In robotics and motion planning, a velocity obstacle, commonly abbreviated VO, is the set of all velocities of a robot that will result in a collision with another robot at some moment in time, assuming that the other robot maintains its current velocity. If the robot chooses a velocity inside the velocity obstacle then the two robots will eventually collide, if it chooses a velocity outside the velocity obstacle, such a collision is guaranteed not to occur.

This algorithm for robot collision avoidance has been repeatedly rediscovered and published under different names:
in 1989 as a maneuvering board approach,
in 1993 it was first introduced as the "velocity obstacle",
in 1998 as collision cones,
and in 2009 as forbidden velocity maps.
The same algorithm has been used in maritime port navigation since at least 1903.
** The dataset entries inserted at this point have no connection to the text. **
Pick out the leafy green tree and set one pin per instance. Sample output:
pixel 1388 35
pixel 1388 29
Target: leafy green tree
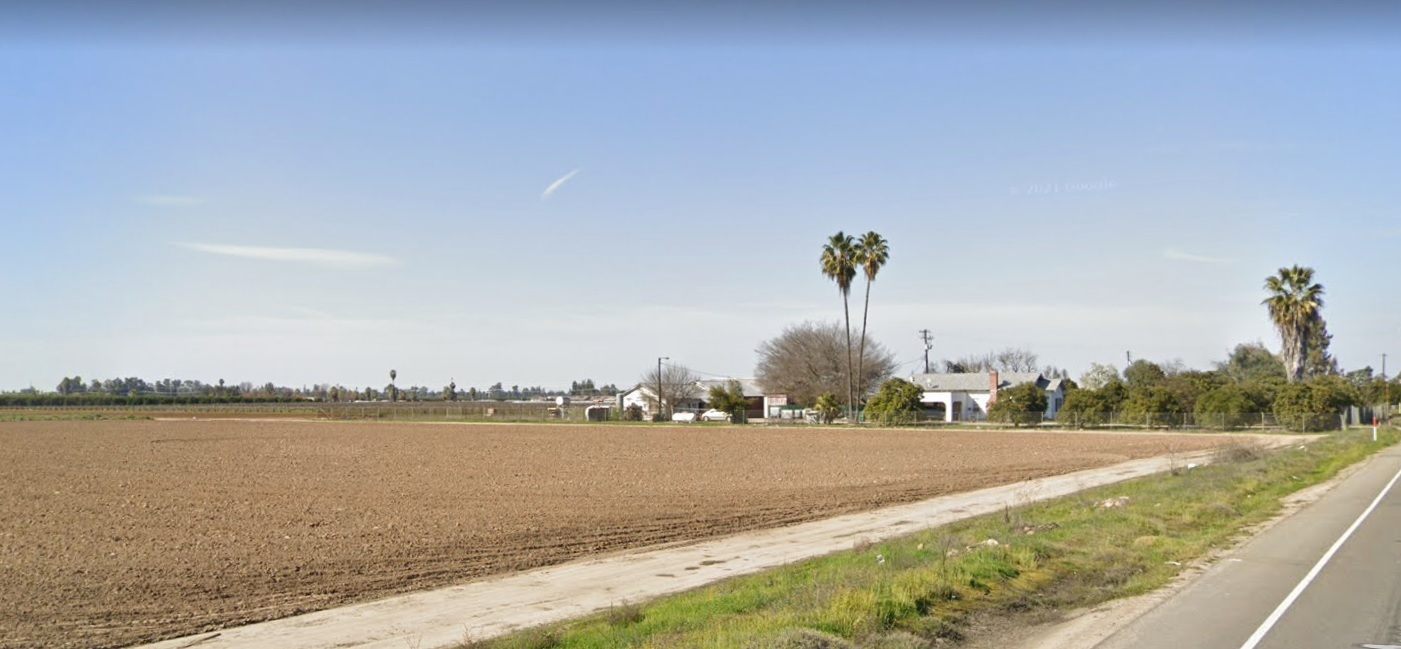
pixel 828 408
pixel 872 254
pixel 1313 405
pixel 1086 408
pixel 1019 405
pixel 1153 405
pixel 1230 407
pixel 1293 304
pixel 895 402
pixel 729 398
pixel 1319 362
pixel 839 265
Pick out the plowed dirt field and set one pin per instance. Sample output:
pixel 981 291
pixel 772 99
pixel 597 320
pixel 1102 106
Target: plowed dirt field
pixel 123 531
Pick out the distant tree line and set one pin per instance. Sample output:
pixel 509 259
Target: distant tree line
pixel 173 391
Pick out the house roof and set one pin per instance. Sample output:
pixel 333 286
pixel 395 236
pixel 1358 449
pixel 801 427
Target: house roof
pixel 748 386
pixel 979 381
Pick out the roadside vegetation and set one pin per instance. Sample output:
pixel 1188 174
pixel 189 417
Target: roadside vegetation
pixel 1027 564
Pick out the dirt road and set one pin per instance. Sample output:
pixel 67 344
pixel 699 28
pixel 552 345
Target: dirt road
pixel 447 617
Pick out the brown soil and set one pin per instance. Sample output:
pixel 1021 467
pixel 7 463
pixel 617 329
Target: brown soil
pixel 123 531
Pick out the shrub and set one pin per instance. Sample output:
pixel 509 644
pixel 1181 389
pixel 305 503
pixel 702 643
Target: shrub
pixel 1229 407
pixel 1313 405
pixel 895 402
pixel 1086 408
pixel 827 408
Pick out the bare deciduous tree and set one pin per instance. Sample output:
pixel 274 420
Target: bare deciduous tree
pixel 675 384
pixel 809 359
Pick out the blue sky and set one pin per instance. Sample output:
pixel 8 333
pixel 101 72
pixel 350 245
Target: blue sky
pixel 321 196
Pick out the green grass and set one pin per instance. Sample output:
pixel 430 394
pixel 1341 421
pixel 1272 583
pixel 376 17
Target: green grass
pixel 1048 558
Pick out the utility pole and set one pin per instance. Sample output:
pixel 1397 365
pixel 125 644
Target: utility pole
pixel 928 338
pixel 659 381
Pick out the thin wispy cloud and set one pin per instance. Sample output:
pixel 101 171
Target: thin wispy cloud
pixel 318 257
pixel 1181 255
pixel 549 191
pixel 168 199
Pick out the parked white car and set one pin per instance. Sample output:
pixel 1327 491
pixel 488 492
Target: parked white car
pixel 713 415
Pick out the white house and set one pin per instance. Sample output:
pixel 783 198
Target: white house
pixel 965 397
pixel 643 395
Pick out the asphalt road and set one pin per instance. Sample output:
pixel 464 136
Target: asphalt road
pixel 1275 592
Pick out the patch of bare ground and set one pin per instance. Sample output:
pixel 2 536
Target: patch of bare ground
pixel 123 531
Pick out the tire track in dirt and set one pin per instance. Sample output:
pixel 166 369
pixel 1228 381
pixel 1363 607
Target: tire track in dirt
pixel 115 533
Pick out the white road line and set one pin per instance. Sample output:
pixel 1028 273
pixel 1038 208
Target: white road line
pixel 1284 606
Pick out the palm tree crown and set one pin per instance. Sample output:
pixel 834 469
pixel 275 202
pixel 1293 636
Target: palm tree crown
pixel 839 265
pixel 839 261
pixel 1293 303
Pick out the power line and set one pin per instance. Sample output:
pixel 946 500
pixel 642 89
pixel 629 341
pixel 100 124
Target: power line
pixel 928 338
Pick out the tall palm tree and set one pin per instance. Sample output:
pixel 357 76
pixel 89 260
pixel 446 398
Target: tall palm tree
pixel 839 265
pixel 872 254
pixel 1293 303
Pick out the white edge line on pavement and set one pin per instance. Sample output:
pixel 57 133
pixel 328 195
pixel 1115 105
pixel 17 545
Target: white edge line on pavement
pixel 1284 606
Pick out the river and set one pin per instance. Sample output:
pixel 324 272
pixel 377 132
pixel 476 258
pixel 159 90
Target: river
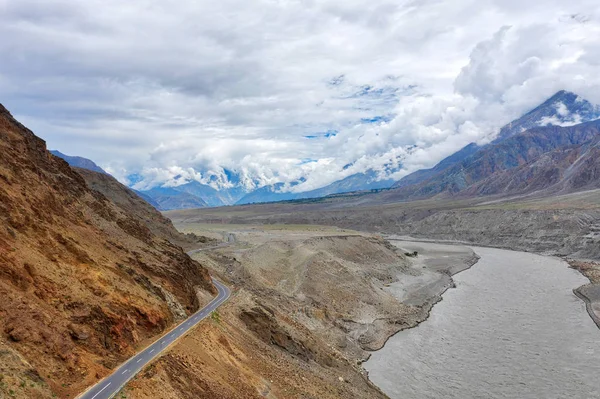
pixel 512 328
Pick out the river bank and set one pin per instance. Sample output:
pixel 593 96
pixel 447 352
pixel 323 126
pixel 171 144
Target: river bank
pixel 527 336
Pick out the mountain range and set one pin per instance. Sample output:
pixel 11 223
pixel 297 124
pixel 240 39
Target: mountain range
pixel 470 171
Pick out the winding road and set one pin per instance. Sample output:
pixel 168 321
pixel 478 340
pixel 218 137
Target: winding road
pixel 112 384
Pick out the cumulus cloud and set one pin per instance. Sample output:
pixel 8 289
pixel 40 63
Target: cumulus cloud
pixel 200 90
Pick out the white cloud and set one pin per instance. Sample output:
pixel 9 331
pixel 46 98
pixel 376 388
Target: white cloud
pixel 185 90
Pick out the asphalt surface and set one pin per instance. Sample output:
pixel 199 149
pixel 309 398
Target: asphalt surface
pixel 112 384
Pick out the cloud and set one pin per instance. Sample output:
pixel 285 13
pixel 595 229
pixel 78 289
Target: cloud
pixel 197 90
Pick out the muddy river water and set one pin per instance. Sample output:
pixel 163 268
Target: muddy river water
pixel 512 328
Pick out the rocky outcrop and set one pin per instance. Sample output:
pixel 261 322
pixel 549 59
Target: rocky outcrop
pixel 68 306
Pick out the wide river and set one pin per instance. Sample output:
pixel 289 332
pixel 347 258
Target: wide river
pixel 511 329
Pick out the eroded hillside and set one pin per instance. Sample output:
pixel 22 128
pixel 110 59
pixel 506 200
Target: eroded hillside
pixel 82 281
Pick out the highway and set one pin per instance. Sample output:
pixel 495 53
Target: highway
pixel 112 384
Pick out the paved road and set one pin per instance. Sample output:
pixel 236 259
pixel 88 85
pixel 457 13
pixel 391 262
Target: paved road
pixel 112 384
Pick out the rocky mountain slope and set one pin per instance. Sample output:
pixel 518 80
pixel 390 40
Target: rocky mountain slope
pixel 167 198
pixel 563 108
pixel 82 281
pixel 138 208
pixel 79 162
pixel 512 159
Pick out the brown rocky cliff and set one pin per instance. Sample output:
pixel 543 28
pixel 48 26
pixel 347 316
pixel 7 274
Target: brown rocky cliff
pixel 82 281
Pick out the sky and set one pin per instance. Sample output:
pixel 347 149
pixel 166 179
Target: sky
pixel 279 91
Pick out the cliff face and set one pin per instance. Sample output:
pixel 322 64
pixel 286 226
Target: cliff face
pixel 82 281
pixel 138 208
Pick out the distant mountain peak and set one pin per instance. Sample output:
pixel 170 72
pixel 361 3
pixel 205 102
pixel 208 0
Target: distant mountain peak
pixel 79 162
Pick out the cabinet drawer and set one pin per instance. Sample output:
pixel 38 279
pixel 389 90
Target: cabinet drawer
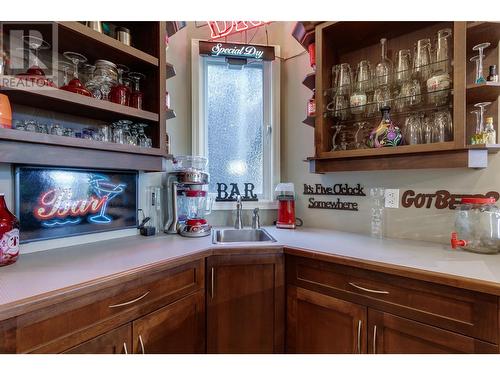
pixel 470 313
pixel 61 326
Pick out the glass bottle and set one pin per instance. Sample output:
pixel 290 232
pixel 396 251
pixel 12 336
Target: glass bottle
pixel 377 196
pixel 386 134
pixel 384 66
pixel 9 234
pixel 311 105
pixel 493 76
pixel 490 134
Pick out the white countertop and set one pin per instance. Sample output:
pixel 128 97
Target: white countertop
pixel 44 272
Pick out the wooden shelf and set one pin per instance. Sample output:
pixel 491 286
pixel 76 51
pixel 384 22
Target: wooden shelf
pixel 55 155
pixel 486 92
pixel 453 158
pixel 49 139
pixel 170 70
pixel 67 102
pixel 170 114
pixel 374 152
pixel 310 121
pixel 480 31
pixel 310 81
pixel 95 45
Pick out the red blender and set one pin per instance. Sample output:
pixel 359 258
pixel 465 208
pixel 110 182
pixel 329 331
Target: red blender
pixel 285 195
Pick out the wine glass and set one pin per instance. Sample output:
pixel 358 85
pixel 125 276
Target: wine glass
pixel 479 67
pixel 35 73
pixel 383 69
pixel 75 85
pixel 137 97
pixel 141 137
pixel 120 93
pixel 481 107
pixel 360 126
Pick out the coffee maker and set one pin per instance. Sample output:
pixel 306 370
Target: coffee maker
pixel 188 201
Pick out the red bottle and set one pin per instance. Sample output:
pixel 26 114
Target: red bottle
pixel 286 206
pixel 9 235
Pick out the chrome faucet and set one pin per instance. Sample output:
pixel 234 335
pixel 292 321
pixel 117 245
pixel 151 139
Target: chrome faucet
pixel 256 218
pixel 239 206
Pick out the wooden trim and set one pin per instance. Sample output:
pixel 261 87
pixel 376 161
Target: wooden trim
pixel 409 272
pixel 52 155
pixel 68 102
pixel 56 140
pixel 106 41
pixel 459 83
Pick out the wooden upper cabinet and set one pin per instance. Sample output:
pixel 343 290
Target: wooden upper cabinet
pixel 390 334
pixel 318 323
pixel 176 328
pixel 245 304
pixel 117 341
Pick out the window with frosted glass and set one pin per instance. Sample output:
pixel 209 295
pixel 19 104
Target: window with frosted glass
pixel 235 121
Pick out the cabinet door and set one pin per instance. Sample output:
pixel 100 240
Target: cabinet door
pixel 116 341
pixel 245 304
pixel 175 328
pixel 390 334
pixel 317 323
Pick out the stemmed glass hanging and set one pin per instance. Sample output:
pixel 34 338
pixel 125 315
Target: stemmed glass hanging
pixel 75 85
pixel 137 97
pixel 479 65
pixel 35 73
pixel 120 93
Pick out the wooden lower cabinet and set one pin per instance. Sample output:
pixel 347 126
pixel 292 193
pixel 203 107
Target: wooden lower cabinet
pixel 116 341
pixel 317 323
pixel 390 334
pixel 176 328
pixel 245 303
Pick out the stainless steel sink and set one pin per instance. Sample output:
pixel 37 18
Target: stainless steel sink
pixel 232 236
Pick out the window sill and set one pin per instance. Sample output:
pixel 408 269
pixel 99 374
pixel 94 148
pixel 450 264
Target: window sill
pixel 261 205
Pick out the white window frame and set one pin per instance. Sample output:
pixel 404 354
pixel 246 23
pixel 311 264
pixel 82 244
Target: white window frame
pixel 271 118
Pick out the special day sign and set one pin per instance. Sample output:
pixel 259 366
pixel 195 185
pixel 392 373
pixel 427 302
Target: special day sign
pixel 52 203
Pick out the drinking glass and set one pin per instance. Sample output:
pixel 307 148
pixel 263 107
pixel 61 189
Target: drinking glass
pixel 413 129
pixel 361 86
pixel 422 60
pixel 118 133
pixel 35 73
pixel 142 138
pixel 377 198
pixel 120 93
pixel 403 67
pixel 479 67
pixel 75 85
pixel 359 129
pixel 427 126
pixel 443 127
pixel 478 76
pixel 31 125
pixel 56 129
pixel 481 107
pixel 442 52
pixel 383 70
pixel 137 97
pixel 337 128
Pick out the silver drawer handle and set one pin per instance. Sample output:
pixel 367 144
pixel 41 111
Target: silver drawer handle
pixel 142 345
pixel 130 302
pixel 368 290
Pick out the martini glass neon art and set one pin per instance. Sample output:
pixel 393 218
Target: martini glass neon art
pixel 104 188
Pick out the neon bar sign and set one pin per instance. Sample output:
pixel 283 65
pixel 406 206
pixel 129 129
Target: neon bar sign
pixel 56 207
pixel 222 29
pixel 236 50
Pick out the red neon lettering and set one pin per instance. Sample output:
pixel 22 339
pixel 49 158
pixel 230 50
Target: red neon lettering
pixel 53 205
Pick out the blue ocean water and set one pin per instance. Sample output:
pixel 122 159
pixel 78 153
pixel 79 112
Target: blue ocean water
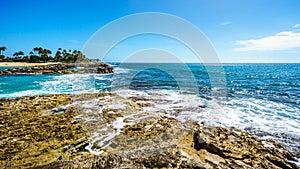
pixel 263 99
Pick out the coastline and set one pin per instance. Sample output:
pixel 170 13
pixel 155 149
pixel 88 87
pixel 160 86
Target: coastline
pixel 48 131
pixel 2 64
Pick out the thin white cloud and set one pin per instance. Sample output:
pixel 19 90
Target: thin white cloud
pixel 297 25
pixel 74 41
pixel 225 23
pixel 280 41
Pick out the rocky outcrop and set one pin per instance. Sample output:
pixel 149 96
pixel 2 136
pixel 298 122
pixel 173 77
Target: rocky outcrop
pixel 202 147
pixel 50 132
pixel 61 68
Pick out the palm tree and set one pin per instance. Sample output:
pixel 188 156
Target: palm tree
pixel 57 57
pixel 17 54
pixel 2 49
pixel 44 54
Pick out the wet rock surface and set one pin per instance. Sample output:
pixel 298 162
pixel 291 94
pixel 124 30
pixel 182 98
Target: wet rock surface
pixel 66 131
pixel 61 68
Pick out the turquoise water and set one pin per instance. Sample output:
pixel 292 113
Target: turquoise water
pixel 263 99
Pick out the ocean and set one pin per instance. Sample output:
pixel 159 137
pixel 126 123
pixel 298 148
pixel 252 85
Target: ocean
pixel 263 99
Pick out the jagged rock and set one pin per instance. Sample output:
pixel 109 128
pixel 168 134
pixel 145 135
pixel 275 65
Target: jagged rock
pixel 101 68
pixel 39 131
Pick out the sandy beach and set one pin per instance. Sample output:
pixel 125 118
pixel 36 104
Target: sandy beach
pixel 26 64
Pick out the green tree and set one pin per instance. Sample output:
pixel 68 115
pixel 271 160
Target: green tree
pixel 44 54
pixel 58 56
pixel 2 49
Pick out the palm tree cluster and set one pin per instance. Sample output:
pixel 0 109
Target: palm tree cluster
pixel 39 54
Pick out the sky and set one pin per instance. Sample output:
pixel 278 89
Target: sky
pixel 248 31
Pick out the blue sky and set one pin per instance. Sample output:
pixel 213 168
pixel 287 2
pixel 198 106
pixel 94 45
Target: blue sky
pixel 241 31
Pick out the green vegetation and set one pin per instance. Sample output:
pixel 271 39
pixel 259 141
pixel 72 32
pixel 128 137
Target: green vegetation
pixel 40 55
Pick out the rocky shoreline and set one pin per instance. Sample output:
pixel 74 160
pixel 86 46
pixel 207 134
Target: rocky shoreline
pixel 61 68
pixel 56 131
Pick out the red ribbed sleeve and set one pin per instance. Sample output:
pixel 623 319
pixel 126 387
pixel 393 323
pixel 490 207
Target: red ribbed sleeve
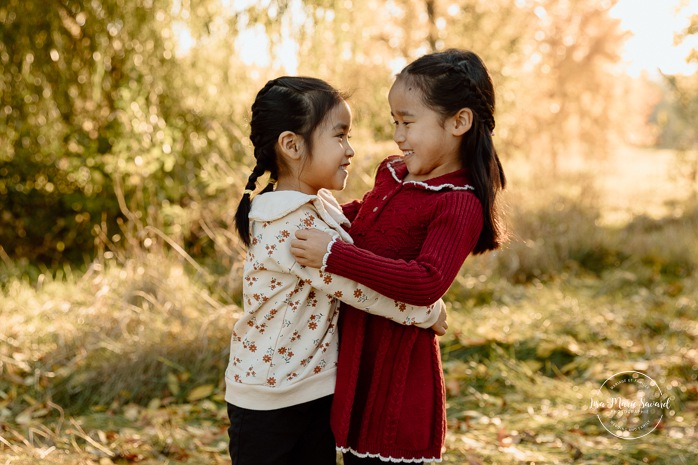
pixel 451 236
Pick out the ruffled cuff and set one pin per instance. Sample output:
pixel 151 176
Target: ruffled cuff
pixel 327 254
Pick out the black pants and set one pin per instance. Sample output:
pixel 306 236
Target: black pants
pixel 294 435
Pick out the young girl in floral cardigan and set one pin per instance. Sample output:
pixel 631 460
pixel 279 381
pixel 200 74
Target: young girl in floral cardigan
pixel 283 354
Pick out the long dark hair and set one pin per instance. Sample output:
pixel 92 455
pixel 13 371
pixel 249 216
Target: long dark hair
pixel 296 104
pixel 450 81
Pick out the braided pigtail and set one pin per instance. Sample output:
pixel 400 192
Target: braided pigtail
pixel 242 215
pixel 295 104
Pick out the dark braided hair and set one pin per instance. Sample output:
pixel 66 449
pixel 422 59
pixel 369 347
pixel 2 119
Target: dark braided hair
pixel 296 104
pixel 450 81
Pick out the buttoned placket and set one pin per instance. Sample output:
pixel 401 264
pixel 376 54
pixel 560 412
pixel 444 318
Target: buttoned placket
pixel 384 200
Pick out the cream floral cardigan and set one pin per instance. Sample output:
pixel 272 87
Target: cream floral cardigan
pixel 283 350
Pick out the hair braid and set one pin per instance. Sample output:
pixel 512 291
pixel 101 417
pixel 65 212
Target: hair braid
pixel 287 103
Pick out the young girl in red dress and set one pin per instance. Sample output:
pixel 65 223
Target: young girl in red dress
pixel 429 209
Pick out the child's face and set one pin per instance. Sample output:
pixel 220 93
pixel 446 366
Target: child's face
pixel 430 149
pixel 327 167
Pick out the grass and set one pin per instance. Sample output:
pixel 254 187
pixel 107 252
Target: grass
pixel 123 363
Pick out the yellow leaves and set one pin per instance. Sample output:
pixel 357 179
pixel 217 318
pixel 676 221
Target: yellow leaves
pixel 200 392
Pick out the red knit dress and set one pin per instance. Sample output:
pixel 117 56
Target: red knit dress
pixel 411 239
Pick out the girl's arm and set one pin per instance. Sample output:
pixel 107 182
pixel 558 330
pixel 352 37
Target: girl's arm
pixel 450 238
pixel 351 209
pixel 346 290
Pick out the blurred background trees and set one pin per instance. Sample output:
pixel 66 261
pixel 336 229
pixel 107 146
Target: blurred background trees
pixel 119 114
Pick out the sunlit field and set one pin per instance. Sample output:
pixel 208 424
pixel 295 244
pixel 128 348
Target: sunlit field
pixel 124 150
pixel 124 363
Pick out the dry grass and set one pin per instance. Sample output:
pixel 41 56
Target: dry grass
pixel 124 363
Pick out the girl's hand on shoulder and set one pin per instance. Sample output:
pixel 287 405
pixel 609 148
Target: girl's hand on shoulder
pixel 310 246
pixel 441 326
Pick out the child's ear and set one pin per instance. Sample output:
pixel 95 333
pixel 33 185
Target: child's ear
pixel 462 121
pixel 289 144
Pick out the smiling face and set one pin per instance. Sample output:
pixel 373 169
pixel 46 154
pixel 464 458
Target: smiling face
pixel 327 166
pixel 428 141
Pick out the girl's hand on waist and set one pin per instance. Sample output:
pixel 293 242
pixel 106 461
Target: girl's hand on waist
pixel 310 246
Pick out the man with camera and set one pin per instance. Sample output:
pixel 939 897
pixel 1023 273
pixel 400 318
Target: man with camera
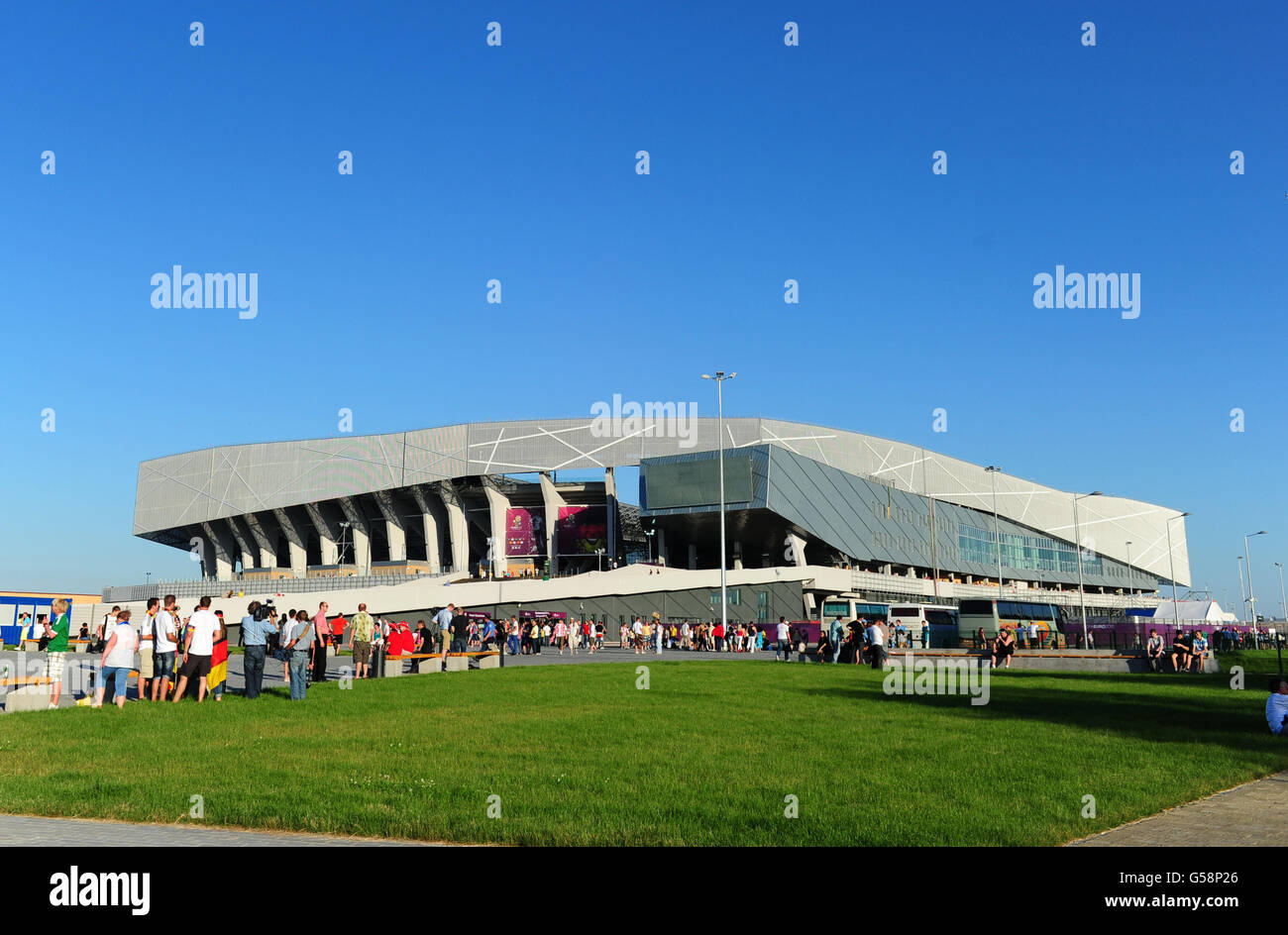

The velocity obstacle for a robot $A$ induced by a robot $B$ may be formally written as

$VO_{A|B} = \{ \mathbf{v}\,|\, \exists t > 0 : (\mathbf{v} - \mathbf{v}_B)t \in D(\mathbf{x}_B - \mathbf{x}_A, r_A + r_B) \}$

where $A$ has position $\mathbf{x}_A$ and radius $r_A$, and $B$ has position $\mathbf{x}_B$, radius $r_B$, and velocity $\mathbf{v}_B$. The notation $D(\mathbf{x}, r)$ represents a disc with center $\mathbf{x}$ and radius $r$.

Variations include common velocity obstacles (CVO), finite-time-interval velocity obstacles (FVO), generalized velocity obstacles (GVO), hybrid reciprocal velocity obstacles (HRVO), nonlinear velocity obstacles (NLVO), reciprocal velocity obstacles (RVO), and recursive probabilistic velocity obstacles (PVO).